MELBOURNE (Reuters) – Banks and insurers are more frequently adding coal exclusion policies to their investments while those with existing policies are toughening them up despite record profits in the sector, according to a report on Thursday.
More than 200 financial institutions globally have policies restricting coal investment, double the number seen in April 2019, suggesting climate action is gathering steam, according to the Institute for Energy Economics and Financial Analysis (IEEFA).
IEEFA reviewed the formal coal exit policies of financial institutions including commercial banks, global asset managers, insurance and reinsurance companies, pension funds, central banks, development lenders and others.

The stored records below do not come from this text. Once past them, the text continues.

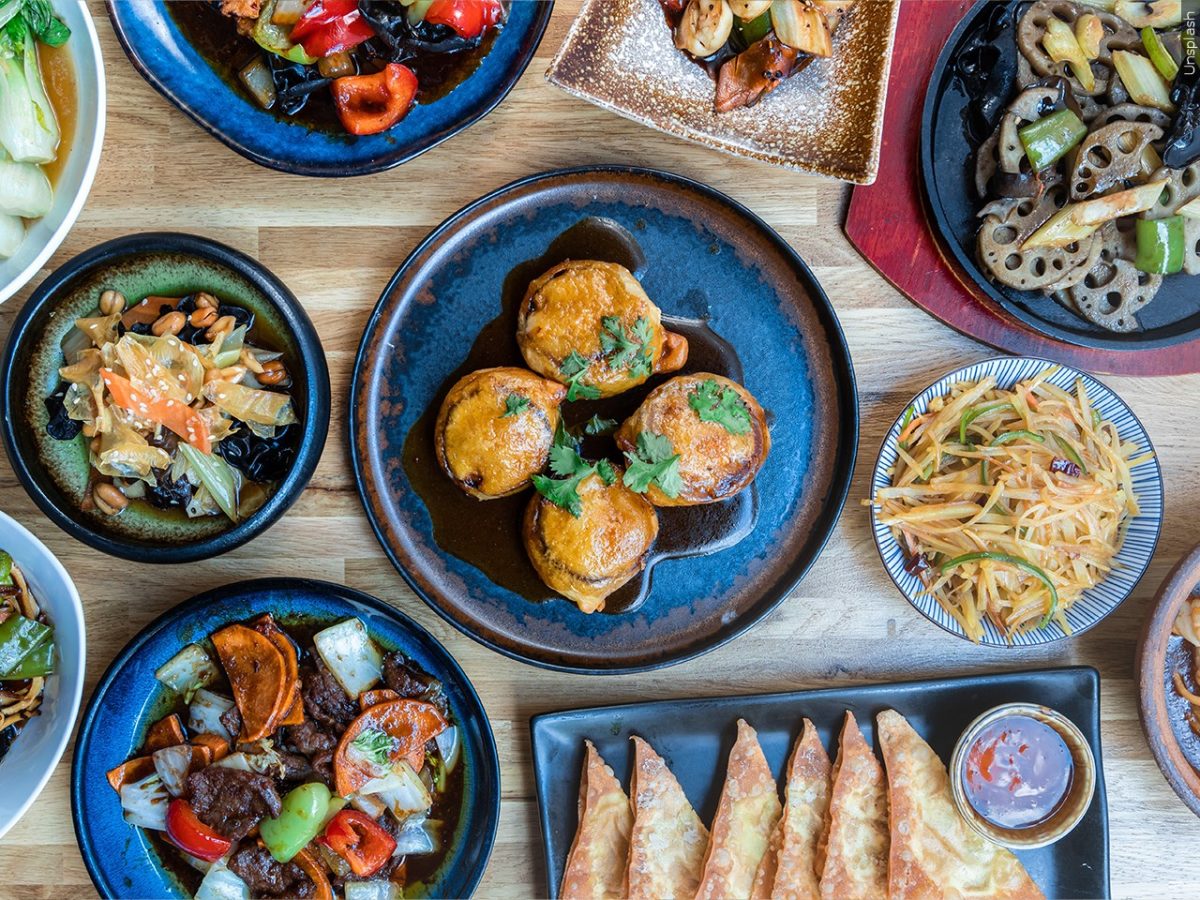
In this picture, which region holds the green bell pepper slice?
[1016,109,1087,172]
[4,641,54,682]
[0,616,54,678]
[938,551,1058,628]
[1133,216,1186,275]
[258,782,332,863]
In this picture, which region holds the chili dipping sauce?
[962,715,1075,829]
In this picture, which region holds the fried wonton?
[818,710,888,900]
[558,740,634,900]
[625,737,708,900]
[696,719,782,900]
[877,709,1042,900]
[750,719,832,900]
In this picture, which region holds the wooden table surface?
[0,0,1200,898]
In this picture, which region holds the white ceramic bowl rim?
[870,356,1163,648]
[0,511,86,838]
[0,0,107,304]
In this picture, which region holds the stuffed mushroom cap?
[616,372,770,506]
[517,259,688,400]
[434,368,566,500]
[522,467,659,613]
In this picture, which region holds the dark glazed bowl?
[0,233,329,563]
[71,578,500,898]
[107,0,553,176]
[349,166,858,674]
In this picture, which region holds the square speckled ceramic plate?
[546,0,900,185]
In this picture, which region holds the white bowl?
[0,512,86,838]
[0,0,106,304]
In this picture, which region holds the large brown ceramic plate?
[350,167,858,672]
[1138,547,1200,816]
[546,0,900,185]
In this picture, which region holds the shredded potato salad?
[874,367,1152,642]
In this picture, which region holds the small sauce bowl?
[950,703,1096,850]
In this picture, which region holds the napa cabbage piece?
[204,382,299,425]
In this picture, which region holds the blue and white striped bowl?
[871,356,1163,647]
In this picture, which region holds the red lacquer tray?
[846,0,1200,376]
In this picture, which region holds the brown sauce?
[37,43,75,187]
[965,715,1075,829]
[403,217,758,613]
[167,0,504,138]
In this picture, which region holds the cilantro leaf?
[500,394,529,419]
[558,350,600,403]
[600,316,654,378]
[688,378,750,434]
[350,728,395,766]
[623,431,683,499]
[583,415,617,436]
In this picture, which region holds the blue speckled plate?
[108,0,553,175]
[71,578,500,898]
[350,167,858,673]
[871,356,1163,647]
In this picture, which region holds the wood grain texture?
[0,0,1200,900]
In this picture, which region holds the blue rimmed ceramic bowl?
[871,356,1163,648]
[0,233,330,563]
[71,578,500,898]
[108,0,553,176]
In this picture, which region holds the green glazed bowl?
[0,234,330,563]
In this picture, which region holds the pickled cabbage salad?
[0,0,71,259]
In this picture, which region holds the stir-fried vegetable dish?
[0,550,54,757]
[976,0,1200,332]
[659,0,857,113]
[170,0,508,134]
[875,368,1148,641]
[0,0,71,259]
[46,290,299,522]
[108,614,462,900]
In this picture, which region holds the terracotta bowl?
[1138,546,1200,816]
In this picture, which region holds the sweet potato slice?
[334,700,446,797]
[142,713,187,754]
[212,625,290,743]
[359,688,400,712]
[107,756,154,793]
[251,613,304,727]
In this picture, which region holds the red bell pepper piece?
[167,797,233,863]
[317,809,396,877]
[290,0,374,59]
[330,62,416,134]
[425,0,504,40]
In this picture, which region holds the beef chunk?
[229,846,317,898]
[284,719,337,786]
[187,766,282,840]
[300,659,359,734]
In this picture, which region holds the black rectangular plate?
[529,666,1110,900]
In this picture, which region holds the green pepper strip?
[1133,216,1186,275]
[1016,109,1087,172]
[959,401,1013,444]
[940,551,1058,628]
[0,616,54,678]
[1054,433,1087,475]
[979,428,1046,485]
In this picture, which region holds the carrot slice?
[334,700,446,797]
[212,625,288,743]
[100,368,212,454]
[250,613,304,727]
[359,688,400,710]
[142,713,187,754]
[192,732,229,762]
[107,756,154,793]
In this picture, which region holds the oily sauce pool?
[964,715,1075,830]
[404,216,770,613]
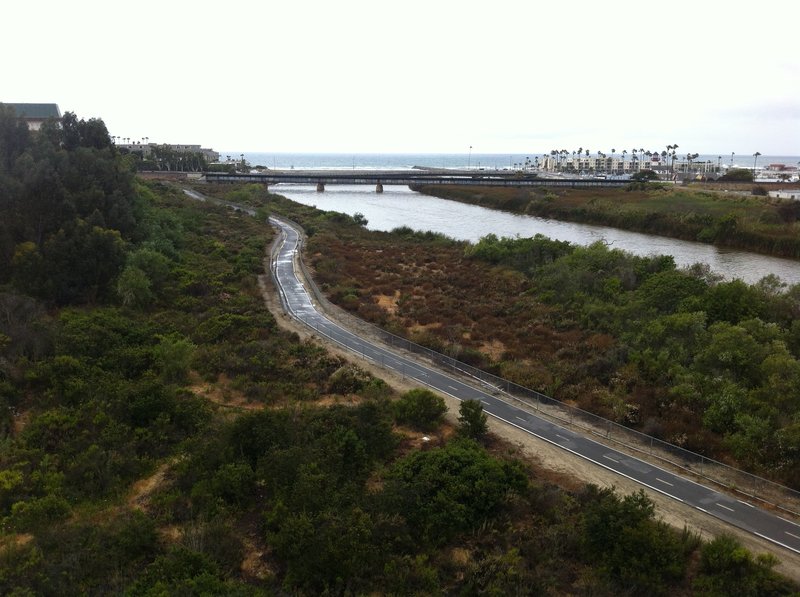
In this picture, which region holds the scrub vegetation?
[418,183,800,259]
[225,184,800,488]
[0,107,797,596]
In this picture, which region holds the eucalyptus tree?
[753,151,761,180]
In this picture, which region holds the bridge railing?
[283,218,800,516]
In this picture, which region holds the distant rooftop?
[6,103,61,120]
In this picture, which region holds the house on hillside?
[5,103,61,131]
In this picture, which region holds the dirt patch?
[128,461,174,509]
[259,240,800,582]
[375,290,400,315]
[479,340,506,362]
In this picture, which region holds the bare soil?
[259,259,800,582]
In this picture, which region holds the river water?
[270,184,800,284]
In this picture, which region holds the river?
[270,184,800,284]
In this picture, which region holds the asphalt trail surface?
[270,217,800,553]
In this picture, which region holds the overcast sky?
[0,0,800,155]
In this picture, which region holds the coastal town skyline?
[0,0,800,155]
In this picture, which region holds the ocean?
[233,151,800,170]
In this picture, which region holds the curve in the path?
[270,217,800,553]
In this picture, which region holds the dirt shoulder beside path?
[259,239,800,582]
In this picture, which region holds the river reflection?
[270,184,800,284]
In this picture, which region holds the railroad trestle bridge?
[205,170,630,193]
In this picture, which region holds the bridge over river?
[205,170,630,193]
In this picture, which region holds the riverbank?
[415,185,800,259]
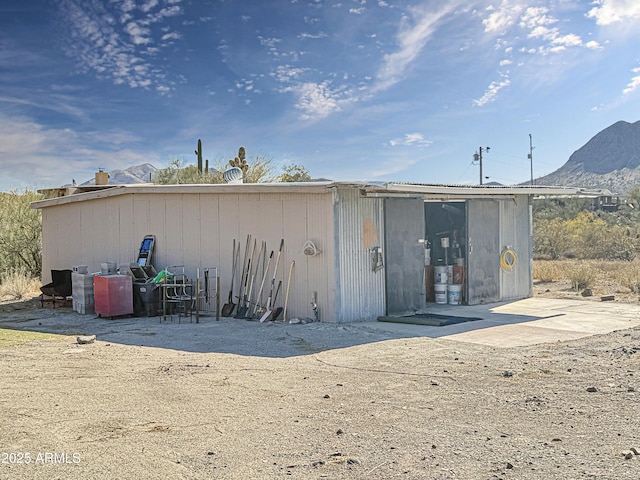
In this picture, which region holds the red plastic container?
[93,275,133,317]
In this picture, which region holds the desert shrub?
[533,260,564,283]
[533,218,573,260]
[0,267,40,300]
[567,262,597,290]
[153,155,286,185]
[615,261,640,293]
[533,206,640,261]
[0,190,42,277]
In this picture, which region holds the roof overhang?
[31,181,583,208]
[361,183,579,201]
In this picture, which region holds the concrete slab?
[0,298,640,357]
[364,298,640,347]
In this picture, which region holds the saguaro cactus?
[195,139,202,173]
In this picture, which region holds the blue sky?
[0,0,640,190]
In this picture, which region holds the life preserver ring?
[500,248,518,272]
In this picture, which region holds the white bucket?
[447,283,462,305]
[433,265,449,284]
[433,283,447,304]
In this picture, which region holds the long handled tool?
[260,238,284,323]
[282,260,296,322]
[221,238,240,317]
[269,280,282,322]
[244,242,267,319]
[235,235,251,318]
[235,238,257,318]
[253,250,273,317]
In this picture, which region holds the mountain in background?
[82,163,158,185]
[535,121,640,195]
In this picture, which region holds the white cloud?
[374,1,457,90]
[0,113,149,190]
[389,133,433,147]
[283,81,340,120]
[622,67,640,95]
[587,0,640,25]
[482,0,524,33]
[473,77,511,107]
[59,0,182,92]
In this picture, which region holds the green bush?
[567,263,597,291]
[533,203,640,261]
[0,190,42,278]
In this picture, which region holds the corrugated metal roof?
[32,181,585,208]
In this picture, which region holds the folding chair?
[40,270,73,308]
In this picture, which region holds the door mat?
[378,313,482,327]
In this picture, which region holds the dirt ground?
[0,285,640,480]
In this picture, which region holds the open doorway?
[424,202,467,304]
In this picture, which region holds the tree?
[0,190,43,277]
[278,163,311,182]
[153,155,311,185]
[153,159,223,185]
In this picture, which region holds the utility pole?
[473,147,491,185]
[527,134,533,187]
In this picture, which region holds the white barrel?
[433,265,449,284]
[433,283,447,304]
[447,283,462,305]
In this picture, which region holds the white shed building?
[32,182,575,322]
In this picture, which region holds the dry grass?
[0,328,60,348]
[0,269,41,301]
[533,260,640,302]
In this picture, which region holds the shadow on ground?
[0,294,576,358]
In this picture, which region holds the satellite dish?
[222,167,243,185]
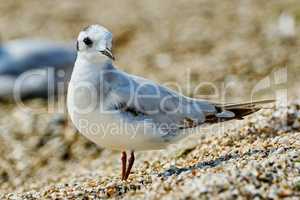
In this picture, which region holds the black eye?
[83,37,93,47]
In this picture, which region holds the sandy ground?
[0,0,300,199]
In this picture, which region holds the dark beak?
[100,48,115,60]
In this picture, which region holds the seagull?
[67,25,272,180]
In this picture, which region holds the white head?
[76,25,115,60]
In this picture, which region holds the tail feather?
[206,100,274,123]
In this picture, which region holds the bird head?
[76,25,115,60]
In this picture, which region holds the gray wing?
[104,67,216,129]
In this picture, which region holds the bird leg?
[121,151,127,180]
[124,151,134,180]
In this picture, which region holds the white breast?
[67,57,168,150]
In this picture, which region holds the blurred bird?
[278,12,296,38]
[67,25,272,180]
[0,39,76,100]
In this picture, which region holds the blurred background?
[0,0,300,198]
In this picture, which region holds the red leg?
[121,151,127,180]
[125,151,134,180]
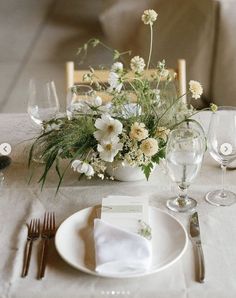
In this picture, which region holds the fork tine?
[28,219,33,233]
[47,212,50,230]
[36,218,40,235]
[52,212,56,230]
[43,212,47,231]
[50,212,53,230]
[34,218,37,233]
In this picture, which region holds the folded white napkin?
[94,218,152,275]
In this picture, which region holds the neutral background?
[0,0,236,112]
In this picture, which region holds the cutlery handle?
[197,244,205,283]
[39,238,49,279]
[22,240,33,277]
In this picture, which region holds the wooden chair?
[66,59,187,102]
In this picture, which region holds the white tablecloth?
[0,113,236,298]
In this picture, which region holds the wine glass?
[0,155,11,192]
[166,128,205,212]
[28,79,60,127]
[206,107,236,206]
[66,85,94,119]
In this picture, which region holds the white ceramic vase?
[106,161,146,181]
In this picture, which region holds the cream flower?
[107,71,123,92]
[142,9,158,26]
[130,56,145,73]
[93,114,123,141]
[189,81,203,99]
[92,96,102,107]
[129,122,148,141]
[140,138,159,156]
[210,103,218,113]
[156,127,170,142]
[97,137,123,162]
[111,62,123,73]
[71,159,94,177]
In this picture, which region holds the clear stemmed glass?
[66,85,94,119]
[206,107,236,206]
[28,79,60,127]
[166,128,205,212]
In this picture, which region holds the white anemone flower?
[142,9,158,26]
[97,137,123,162]
[140,138,159,156]
[111,62,123,73]
[71,159,94,177]
[107,71,123,93]
[189,80,203,99]
[130,56,146,73]
[94,114,123,142]
[86,96,102,108]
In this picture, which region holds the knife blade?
[190,212,205,283]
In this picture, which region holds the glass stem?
[220,164,227,198]
[177,185,188,207]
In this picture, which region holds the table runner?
[0,113,236,298]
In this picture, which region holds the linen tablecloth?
[0,113,236,298]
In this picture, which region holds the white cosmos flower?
[71,159,94,177]
[130,56,145,73]
[97,137,123,162]
[107,71,123,92]
[140,138,159,156]
[94,114,123,141]
[156,126,170,142]
[111,62,123,73]
[129,122,148,141]
[142,9,158,26]
[87,96,102,108]
[189,80,203,99]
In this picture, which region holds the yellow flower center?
[107,124,114,133]
[106,144,112,151]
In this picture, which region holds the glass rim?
[214,106,236,113]
[68,84,94,93]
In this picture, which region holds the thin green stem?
[147,24,153,70]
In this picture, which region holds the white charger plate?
[55,206,188,278]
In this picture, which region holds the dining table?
[0,111,236,298]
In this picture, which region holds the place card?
[101,196,149,233]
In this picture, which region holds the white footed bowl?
[106,161,146,182]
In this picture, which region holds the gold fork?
[22,218,40,277]
[39,212,56,279]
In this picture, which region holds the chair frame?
[66,59,187,102]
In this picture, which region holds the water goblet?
[206,107,236,206]
[166,128,205,212]
[28,79,60,128]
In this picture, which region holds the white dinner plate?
[55,206,188,278]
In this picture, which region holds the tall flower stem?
[220,164,227,198]
[147,24,153,70]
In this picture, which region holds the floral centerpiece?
[29,10,203,192]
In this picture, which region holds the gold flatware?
[22,219,40,277]
[190,212,205,283]
[39,212,56,279]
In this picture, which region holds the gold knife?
[190,212,205,283]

The increase in restrictions comes amid record profits at coal miners over the past year, partly driven by the policies that have curbed available capital for new projects, increasing regulation, as well as by the war in Ukraine.
Asia has shown a big increase in the number of financial institutions barring coal, climbing to 41 from 10 across 2013-2019. European lenders and insurers meanwhile are setting down stricter policies than those in other regions, IEEFA said.
Most financial institutions restrict investments in coal-fired power plants and thermal coal mining, however increasingly tougher restrictions target all financial services and products.
Tougher restrictions relate to corporate finance, project finance, underwriting and investment but also extend to wider coal activities such as coal gasification, super-critical coal power plants, and coal for rail and port infrastructure, IEEFA said.